Binge eating disorder is one of the most common eating disorders prevailing in the world. It is engulfing an increasing number of people of all races, ages, gender, and nationalities. Many a time people are persuaded to believe that it is not an eating disorder that is making them eat more. Such misconception leads to delayed treatment and increased complexity. It is advisable to take psychological treatment of eating disorders before they become stubborn and pull you deep. Psychological treatments would help you in managing your condition but you can also contribute to improving your health. You can pursue the following tips to control binge eating and speed up your recovery from the disorder.


  • Ditch fad diet

A fat diet is often unhealthy. Additionally, it has been found that it can increase the frequency of binge eating episodes. Rather than following a diet that cut off your meals, it is better to binge on healthy food and cut your calorie intake.

  • Avoid meal skipping

Avoid meal once and you will want to eat more or at irregular timing. It is better to fix a routine and follow it strictly. Try to split your meals into small portions with increasing frequencies for better results. It not only keeps you full but also helps in reducing binge episodes.

  • Practice mindfulness

Practicing mindfulness emphasizes on listening to your body. Pay attention to your body needs. This will help you know when you are full and do not have to eat. Eating slow and enjoying every meal you are having can also help in reducing binging.

  • Stay well-hydrated

Another simple and effective way to rein in eating and saving yourself from overeating is drinking plenty of water. Drinking water keeps your tummy full and reduces hunger attacks. It also helps in detoxification and significantly decreases calorie consumption. Listen to your body and talk to a specialist to ascertain the amount of water you should drink daily.

  • Seek help from yoga

Yoga is an amalgamation of meditation, breathing exercises, and poses. These all collectively bring your body and mind in sync and reduce stress to a great extent. It affects your stress hormone and regulates their production. This helps in reducing binge eating episodes.

  • Crave on fibers

Fibers take longer to pass through your digestive system. They are highly effective in keeping you full for longer duration and reducing the urge of eating. This is also an excellent way to reduce calories as you binge on healthy food.

  • Purge your kitchen

Purge out every unhealthy and excess junk from your kitchen. The absence or unavailability of unhealthy or excess food helps in controlling your forced desire to eat more. Healthy food is often seen as harder to binge on.

  • Never miss breakfast

A good start to a day not only helps in maintaining control but also provide the necessary motivation. Having a good healthy breakfast is a great stimulus to stay on track.

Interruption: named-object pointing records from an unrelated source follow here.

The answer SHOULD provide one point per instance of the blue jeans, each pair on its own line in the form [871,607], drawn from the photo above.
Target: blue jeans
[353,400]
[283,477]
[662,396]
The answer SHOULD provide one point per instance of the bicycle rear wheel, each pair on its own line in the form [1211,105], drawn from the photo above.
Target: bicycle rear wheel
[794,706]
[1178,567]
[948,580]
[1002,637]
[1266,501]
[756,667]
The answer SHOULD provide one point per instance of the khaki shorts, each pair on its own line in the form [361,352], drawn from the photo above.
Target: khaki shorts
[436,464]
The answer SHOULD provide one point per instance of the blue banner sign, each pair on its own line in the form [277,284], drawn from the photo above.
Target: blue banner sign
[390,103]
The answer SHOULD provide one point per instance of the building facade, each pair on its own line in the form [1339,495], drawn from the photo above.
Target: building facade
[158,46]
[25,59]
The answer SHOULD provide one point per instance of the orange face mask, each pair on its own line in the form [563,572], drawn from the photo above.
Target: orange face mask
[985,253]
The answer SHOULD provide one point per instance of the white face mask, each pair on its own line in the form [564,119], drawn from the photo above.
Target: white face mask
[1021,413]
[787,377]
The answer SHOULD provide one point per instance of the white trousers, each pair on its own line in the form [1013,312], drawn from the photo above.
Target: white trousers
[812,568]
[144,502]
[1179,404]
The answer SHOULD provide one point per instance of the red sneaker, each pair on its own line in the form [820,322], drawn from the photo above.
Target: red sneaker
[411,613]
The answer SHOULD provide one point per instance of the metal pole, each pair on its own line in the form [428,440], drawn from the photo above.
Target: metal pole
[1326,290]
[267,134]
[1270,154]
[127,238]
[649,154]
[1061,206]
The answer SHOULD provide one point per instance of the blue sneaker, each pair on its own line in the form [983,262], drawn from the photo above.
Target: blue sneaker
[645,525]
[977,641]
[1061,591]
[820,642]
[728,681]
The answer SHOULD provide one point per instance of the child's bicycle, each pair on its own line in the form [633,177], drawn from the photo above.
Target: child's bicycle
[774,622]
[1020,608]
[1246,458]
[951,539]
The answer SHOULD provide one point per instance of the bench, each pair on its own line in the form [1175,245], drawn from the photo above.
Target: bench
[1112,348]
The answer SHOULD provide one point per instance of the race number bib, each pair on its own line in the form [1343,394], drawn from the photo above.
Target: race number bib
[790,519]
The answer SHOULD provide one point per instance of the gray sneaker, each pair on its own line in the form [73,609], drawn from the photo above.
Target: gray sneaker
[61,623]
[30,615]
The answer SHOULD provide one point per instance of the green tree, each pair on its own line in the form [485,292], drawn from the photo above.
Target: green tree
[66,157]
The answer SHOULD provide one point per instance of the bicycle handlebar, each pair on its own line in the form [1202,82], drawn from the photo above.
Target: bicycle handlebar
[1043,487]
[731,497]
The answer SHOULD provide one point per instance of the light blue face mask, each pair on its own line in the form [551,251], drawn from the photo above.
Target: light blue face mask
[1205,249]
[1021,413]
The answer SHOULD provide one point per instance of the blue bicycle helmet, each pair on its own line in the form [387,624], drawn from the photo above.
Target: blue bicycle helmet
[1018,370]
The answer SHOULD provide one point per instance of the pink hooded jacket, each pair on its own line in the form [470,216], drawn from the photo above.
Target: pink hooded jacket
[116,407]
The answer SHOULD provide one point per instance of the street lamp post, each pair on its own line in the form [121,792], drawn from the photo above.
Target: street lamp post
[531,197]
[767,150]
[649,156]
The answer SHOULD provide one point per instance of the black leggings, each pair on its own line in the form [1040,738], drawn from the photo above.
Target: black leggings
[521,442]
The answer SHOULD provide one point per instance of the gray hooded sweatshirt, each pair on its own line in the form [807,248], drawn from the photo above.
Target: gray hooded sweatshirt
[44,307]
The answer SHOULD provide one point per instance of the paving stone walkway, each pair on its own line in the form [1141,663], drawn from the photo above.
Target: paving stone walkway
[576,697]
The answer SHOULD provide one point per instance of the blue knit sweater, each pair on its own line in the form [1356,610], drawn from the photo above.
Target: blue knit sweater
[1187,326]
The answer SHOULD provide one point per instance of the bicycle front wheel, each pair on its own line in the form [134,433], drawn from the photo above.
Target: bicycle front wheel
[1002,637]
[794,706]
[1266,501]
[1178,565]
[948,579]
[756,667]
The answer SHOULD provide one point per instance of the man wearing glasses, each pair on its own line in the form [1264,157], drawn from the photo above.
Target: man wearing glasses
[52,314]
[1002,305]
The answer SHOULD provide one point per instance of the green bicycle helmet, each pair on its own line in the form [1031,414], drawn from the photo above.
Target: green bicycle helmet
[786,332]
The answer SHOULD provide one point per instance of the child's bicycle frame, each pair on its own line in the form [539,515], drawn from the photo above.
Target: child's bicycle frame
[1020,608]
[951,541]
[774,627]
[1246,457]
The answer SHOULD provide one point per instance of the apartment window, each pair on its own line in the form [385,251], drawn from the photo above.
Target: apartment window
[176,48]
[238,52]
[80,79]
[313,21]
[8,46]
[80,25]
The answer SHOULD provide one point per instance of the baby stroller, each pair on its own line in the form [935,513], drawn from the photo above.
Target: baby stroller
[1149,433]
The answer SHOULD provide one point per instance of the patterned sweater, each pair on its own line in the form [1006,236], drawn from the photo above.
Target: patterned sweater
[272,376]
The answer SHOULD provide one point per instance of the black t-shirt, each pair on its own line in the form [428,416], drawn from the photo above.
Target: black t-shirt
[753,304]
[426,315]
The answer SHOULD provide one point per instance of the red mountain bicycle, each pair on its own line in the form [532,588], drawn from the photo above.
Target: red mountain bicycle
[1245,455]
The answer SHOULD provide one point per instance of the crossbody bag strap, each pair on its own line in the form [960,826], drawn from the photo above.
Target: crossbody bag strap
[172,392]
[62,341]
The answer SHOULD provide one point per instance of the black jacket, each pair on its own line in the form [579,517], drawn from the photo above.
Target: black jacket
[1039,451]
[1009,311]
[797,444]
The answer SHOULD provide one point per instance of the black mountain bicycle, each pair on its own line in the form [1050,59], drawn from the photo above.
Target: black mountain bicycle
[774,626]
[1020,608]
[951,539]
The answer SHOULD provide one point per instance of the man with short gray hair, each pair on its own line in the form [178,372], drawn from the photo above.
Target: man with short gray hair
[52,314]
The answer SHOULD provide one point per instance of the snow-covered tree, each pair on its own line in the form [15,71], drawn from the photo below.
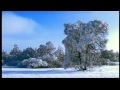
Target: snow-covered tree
[83,39]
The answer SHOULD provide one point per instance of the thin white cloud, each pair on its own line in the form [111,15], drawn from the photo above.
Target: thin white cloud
[14,24]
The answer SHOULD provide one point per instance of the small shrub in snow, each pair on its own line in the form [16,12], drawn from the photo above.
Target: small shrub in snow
[33,63]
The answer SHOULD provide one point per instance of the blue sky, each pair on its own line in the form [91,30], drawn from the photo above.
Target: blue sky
[32,28]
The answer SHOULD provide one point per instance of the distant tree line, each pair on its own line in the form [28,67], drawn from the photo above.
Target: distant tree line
[44,56]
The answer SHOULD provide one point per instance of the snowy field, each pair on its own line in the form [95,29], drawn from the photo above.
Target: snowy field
[97,72]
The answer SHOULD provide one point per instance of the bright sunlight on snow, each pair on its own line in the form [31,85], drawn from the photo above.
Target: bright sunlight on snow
[97,72]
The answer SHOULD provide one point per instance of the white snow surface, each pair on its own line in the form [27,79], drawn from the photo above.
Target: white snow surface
[96,72]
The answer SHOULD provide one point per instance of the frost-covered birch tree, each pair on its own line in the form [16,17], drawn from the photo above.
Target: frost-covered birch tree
[83,40]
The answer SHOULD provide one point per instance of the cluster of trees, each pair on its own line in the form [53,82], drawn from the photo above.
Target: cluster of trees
[44,56]
[85,44]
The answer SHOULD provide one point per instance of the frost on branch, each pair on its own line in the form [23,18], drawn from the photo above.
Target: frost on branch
[84,40]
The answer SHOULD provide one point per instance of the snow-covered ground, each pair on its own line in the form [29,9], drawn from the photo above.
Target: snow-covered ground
[97,72]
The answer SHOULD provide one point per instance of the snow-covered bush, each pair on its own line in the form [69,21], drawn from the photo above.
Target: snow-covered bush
[33,63]
[113,63]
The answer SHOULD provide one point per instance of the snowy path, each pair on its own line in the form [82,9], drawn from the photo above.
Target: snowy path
[97,72]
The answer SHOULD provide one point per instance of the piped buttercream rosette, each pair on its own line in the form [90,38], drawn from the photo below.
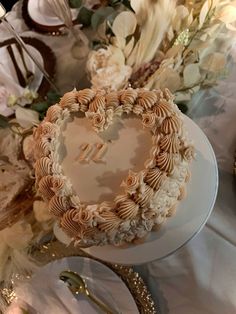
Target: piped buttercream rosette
[149,197]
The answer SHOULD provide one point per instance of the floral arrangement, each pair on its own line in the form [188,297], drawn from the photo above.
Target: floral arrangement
[182,45]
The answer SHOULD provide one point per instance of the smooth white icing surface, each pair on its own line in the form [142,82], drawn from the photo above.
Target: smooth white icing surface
[128,147]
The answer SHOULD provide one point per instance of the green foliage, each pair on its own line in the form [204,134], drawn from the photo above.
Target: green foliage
[75,3]
[100,15]
[4,123]
[126,3]
[84,16]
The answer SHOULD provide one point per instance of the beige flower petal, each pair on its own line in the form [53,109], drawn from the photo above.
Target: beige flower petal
[26,117]
[124,24]
[213,62]
[191,74]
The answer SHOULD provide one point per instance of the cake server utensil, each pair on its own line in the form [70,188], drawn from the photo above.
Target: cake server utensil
[29,74]
[77,285]
[19,74]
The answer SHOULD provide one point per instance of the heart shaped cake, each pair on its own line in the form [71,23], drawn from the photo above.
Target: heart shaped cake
[112,166]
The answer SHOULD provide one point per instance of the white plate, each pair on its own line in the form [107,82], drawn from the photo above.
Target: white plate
[41,13]
[191,215]
[46,292]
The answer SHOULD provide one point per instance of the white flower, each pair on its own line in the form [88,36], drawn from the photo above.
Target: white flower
[111,78]
[4,96]
[107,68]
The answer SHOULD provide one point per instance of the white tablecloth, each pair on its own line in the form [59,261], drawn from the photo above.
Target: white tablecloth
[200,277]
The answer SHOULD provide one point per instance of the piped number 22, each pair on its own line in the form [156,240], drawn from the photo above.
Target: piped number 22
[92,152]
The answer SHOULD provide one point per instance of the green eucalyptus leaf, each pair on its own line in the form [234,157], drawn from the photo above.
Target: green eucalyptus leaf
[84,16]
[4,123]
[100,15]
[40,106]
[75,3]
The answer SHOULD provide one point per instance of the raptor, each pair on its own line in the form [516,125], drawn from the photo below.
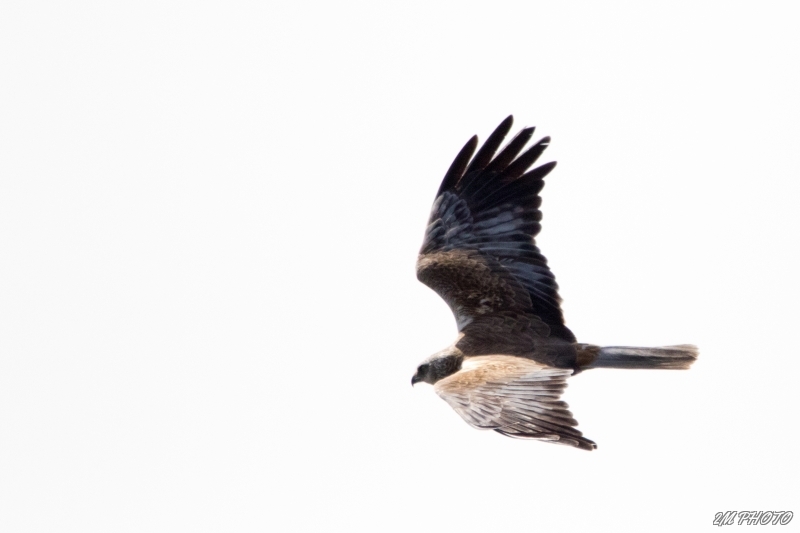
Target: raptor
[509,364]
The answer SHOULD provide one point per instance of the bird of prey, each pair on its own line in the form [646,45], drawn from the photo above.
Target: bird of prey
[513,354]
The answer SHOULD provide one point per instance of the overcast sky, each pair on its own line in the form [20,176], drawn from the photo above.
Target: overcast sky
[209,219]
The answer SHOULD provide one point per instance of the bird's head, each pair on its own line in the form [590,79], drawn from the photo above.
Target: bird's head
[438,366]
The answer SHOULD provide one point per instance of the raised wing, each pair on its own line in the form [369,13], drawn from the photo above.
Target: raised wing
[514,396]
[479,252]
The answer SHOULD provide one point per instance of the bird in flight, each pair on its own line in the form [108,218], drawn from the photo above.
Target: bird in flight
[513,354]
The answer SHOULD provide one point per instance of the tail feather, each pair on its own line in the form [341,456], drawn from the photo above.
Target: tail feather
[667,357]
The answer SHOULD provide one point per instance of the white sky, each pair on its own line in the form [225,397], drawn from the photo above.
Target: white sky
[209,218]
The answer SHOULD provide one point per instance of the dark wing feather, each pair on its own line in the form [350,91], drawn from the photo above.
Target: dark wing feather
[479,252]
[513,396]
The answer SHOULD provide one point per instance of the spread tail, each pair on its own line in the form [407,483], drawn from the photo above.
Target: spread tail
[668,357]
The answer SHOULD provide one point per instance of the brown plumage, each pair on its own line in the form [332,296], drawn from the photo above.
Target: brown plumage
[513,354]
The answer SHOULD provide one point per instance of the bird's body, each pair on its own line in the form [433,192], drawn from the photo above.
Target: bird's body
[513,353]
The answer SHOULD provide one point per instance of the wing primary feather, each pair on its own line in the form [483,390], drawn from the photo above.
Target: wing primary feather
[507,155]
[529,157]
[456,170]
[487,151]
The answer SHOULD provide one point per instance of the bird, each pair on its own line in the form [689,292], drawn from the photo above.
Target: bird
[509,364]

It brings positivity and can reduce anxiety for the whole day.

  • Sleep enough

Sleep, mental health, and appetite are closely related. Sleeping eight hours a day reduces the risk of binge and keeps your hunger in control.

  • Find a companion to talk

Talking to someone can be of great help. It assists you in accepting your problem. This makes you more pragmatic about the problem and helps in identifying the triggers. You can manage the issue better with this information.